Argomentazioni inappuntabili, tant’è che il CIO ha fatto diffondere annunci nei palazzetti invitando alla calma e il direttore dei Giochi, Mario Andrada, ha provato a spiegare ai tifosi che “Le Olimpiadi non sono il calcio”. La traduzione era facile: “Calmatevi che stiamo facendo la figura dei peracottari”, ma peggior sordo di chi non vuole sentire non c’è. E infatti il tifo assordante è continuato e si è passati allo step successivo, la rissa durante Souza-Del Potro nel torneo di tennis. Ma lì si può concedere il beneficio del dubbio, non conoscendo i motivi della rissa. Poi sono arrivati i fischi verso Hope Solo durante Usa-Svezia di calcio. Anche lì le colombe han tubato versi d’amore, sostenendo che era la Solo ad aver provocato con i tweet sulla zika. Vero, ma così oltre alla Solo, inqualificabile, han condizionato altre dieci disgraziate colpevoli solo di essere sue compagne di squadra.

L’apoteosi è stata la finale del salto con l’asta maschile, quando Lavillenie è stato rumorosamente fischiato da buona parte del pubblico. La sua colpa è stata quella di essere in gara contro un brasiliano, in quel momento al comando. Il francese ha reagito facendo pollice verso e ricevendo altre bordate di fischi in risposta: ha pianto sul podio, a fine gara ha paragonato Rio alle olimpiadi di Berlino del 1936, poi si è calmato e ha espresso di nuovo il concetto “Queste sono le Olimpiadi, non è calcio”. Le colombe han minimizzato, parlando di affetto del pubblico e dicendo (sentita in diretta alla Rai) che Lavillenie avrebbe potuto reagire con un sorriso e i fischi sarebbero cessati. Come se si parlasse di ambasciatori invece che di atleti.

Ora… innanzi tutto va dato atto al resto del pubblico di aver applaudito il francese, anche se sotto “incoraggiamento” dell’atleta brasiliano, ma i fischi erano tanti. È anche vero che gli idioti ci sono ovunque: gli indiani durante la finale di Campriani facevano una caciara assurda, anche i russi sono andati a volte fuori dalle righe. E noi italiani abbiamo i nostri precedenti, tipo i fischi agli avversari della Simeoni agli Europei di atletica del 1974: fossi stato vivo all’epoca, mi sarei vergognato per quei connazionali. Nel frattempo, però, le cose in Italia sono migliorate, tant’è che ieri sul web erano di più quelli che solidarizzavano con Lavillenie rispetto a quelli che parlavano di “Francesi rosiconi”, forse sull’onda emotiva della polemica di Ngapeth nella pallavolo. Eh già, perché c’è chi ha provato a dire anche quello. Ci fosse stato Gibilisco al posto di Lavillenie come minimo avrebbero boicottato i dischi di Toquinho e invocato il richiamo dell’ambasciatore in Brasile, ma visto che a subire era un “cugino” quasi ci godevano.
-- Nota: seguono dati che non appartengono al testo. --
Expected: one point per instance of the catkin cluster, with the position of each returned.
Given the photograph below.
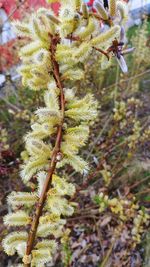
(56, 50)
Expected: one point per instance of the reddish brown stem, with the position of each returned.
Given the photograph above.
(41, 202)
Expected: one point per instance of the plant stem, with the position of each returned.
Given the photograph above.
(56, 150)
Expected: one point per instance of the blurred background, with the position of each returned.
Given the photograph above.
(110, 87)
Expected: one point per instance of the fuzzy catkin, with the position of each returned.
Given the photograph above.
(52, 57)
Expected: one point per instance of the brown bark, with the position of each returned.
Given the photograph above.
(56, 150)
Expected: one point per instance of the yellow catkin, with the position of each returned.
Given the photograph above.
(26, 259)
(106, 36)
(112, 8)
(101, 10)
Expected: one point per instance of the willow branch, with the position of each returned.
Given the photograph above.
(56, 150)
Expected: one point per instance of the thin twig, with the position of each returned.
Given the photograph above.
(56, 150)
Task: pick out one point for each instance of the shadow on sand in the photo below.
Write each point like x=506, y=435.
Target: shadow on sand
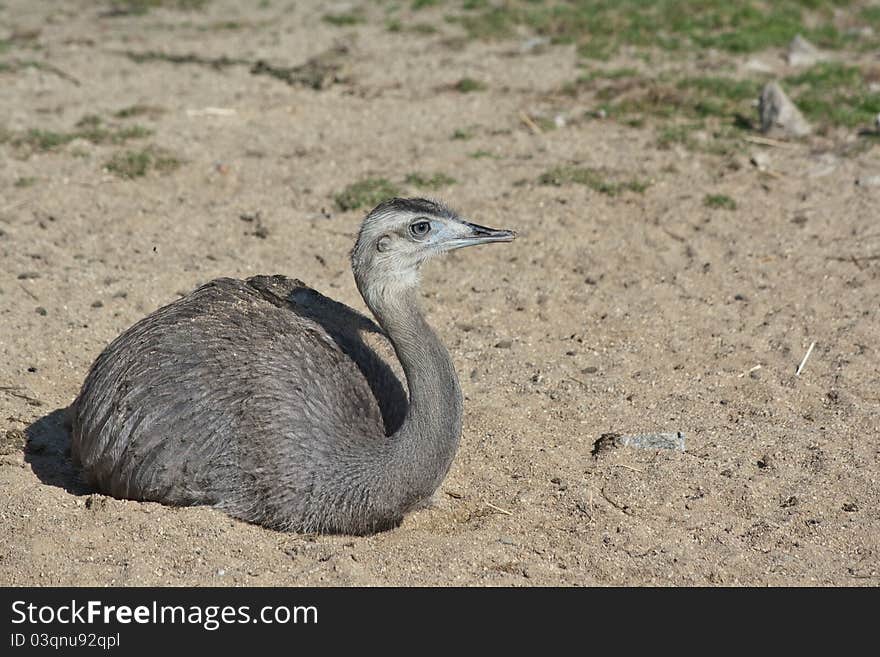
x=48, y=452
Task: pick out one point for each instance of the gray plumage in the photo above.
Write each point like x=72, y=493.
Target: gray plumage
x=262, y=397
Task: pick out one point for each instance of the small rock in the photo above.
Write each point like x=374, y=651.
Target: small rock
x=803, y=53
x=779, y=115
x=760, y=160
x=868, y=181
x=534, y=45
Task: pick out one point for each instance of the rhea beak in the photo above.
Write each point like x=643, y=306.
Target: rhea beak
x=479, y=235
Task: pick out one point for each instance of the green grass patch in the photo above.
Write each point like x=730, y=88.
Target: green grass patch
x=136, y=164
x=345, y=19
x=469, y=85
x=90, y=128
x=366, y=193
x=433, y=181
x=719, y=202
x=834, y=93
x=134, y=111
x=141, y=7
x=25, y=181
x=601, y=27
x=596, y=179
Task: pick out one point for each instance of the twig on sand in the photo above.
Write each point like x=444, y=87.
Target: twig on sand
x=804, y=361
x=766, y=141
x=530, y=123
x=498, y=509
x=28, y=292
x=15, y=392
x=211, y=111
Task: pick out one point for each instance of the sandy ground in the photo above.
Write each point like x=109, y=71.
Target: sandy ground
x=635, y=313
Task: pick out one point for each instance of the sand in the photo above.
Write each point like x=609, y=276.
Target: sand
x=635, y=313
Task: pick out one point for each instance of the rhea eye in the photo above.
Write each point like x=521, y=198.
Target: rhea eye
x=420, y=228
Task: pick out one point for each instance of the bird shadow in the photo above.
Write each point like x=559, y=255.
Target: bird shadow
x=47, y=450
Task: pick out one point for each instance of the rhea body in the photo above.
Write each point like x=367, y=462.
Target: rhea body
x=262, y=398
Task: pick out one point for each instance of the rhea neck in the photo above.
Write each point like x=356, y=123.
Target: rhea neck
x=425, y=444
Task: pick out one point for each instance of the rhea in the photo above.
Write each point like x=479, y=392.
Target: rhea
x=262, y=397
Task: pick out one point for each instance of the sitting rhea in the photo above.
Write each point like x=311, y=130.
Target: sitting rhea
x=262, y=399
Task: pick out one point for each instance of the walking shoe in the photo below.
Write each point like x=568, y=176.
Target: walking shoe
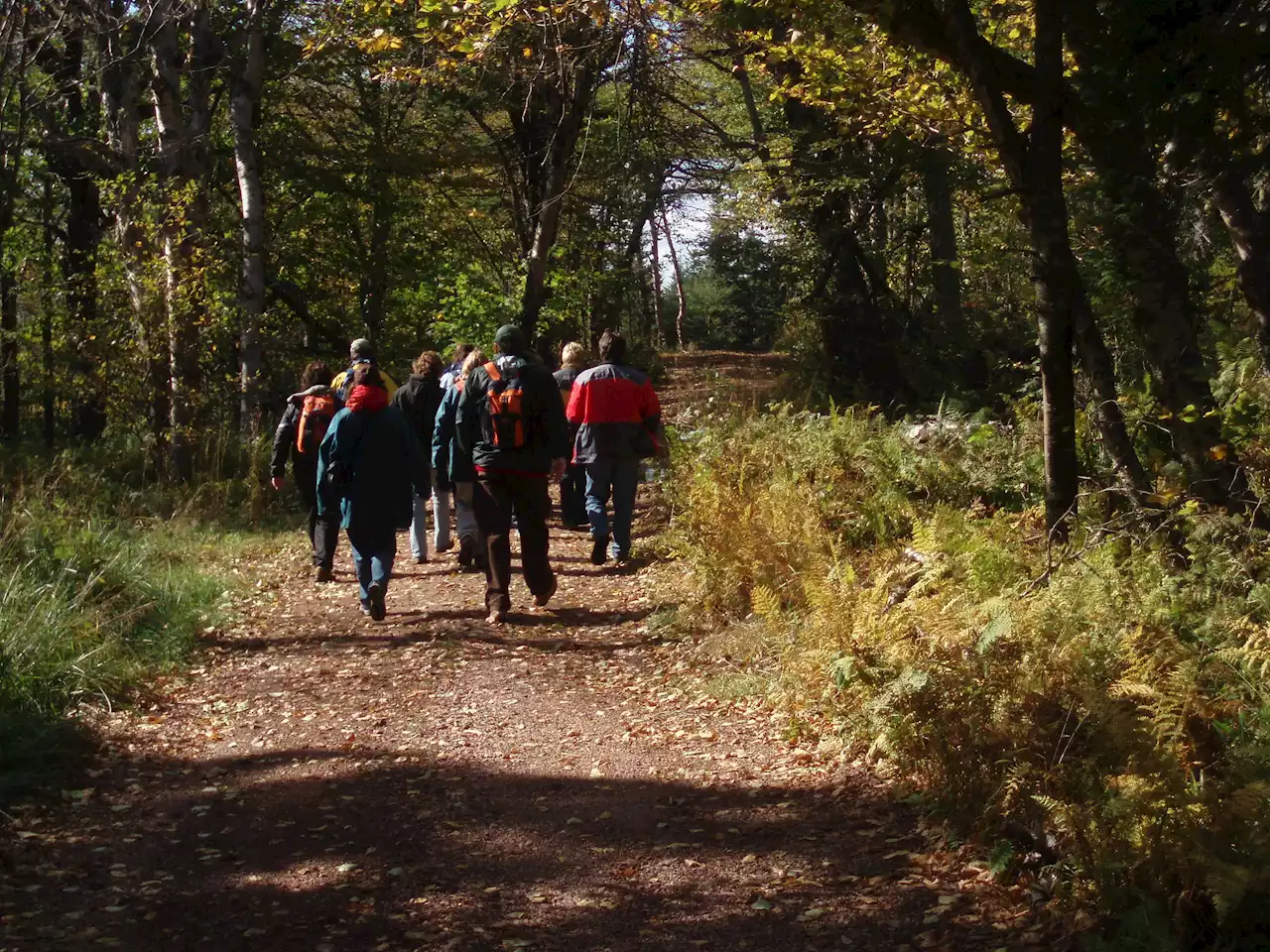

Mi sentite, cari signori? Vi parla un falco: se questo è lo sport che volete, tenetevelo, ma lasciate stare le Olimpiadi. Una gara di tiro non è Flamengo-Fluminense, dove puoi urlare per novanta minuti. I giochi olimpici non sono questo: ci sono atleti che si preparano per anni, spesso guadagnando uno sputo, solo per inseguire un sogno. E non possiamo negarglielo perché voi subite il fascino bruto del tifoso che fischia l’avversario solo perché non è della sua squadra. Quella non è “cultura del tifo”. E infatti, care colombe, molti di voi sono persone che, e ve lo dico con tutto l’affetto possibile, si ricordano di certi sport solo quando portano medaglie, pensano che il fioretto si una cosa che si fa in chiesa e non sono certi se il tuffo a cufaniello sia o meno disciplina olimpica. Mi auguro che il CIO per il futuro ci pensi e faccia in modo di zittire i pappagalli, a costo di disputare eventi a porte chiuse. L’alternativa è lasciar passare il tifo rumoroso e svilire ulteriormente lo spirito olimpico, già provato da tante decisioni. No, no, no e ancora no. Perché Lavillenie, anche se non l’ha gestita al meglio, ha tutte le ragioni del mondo.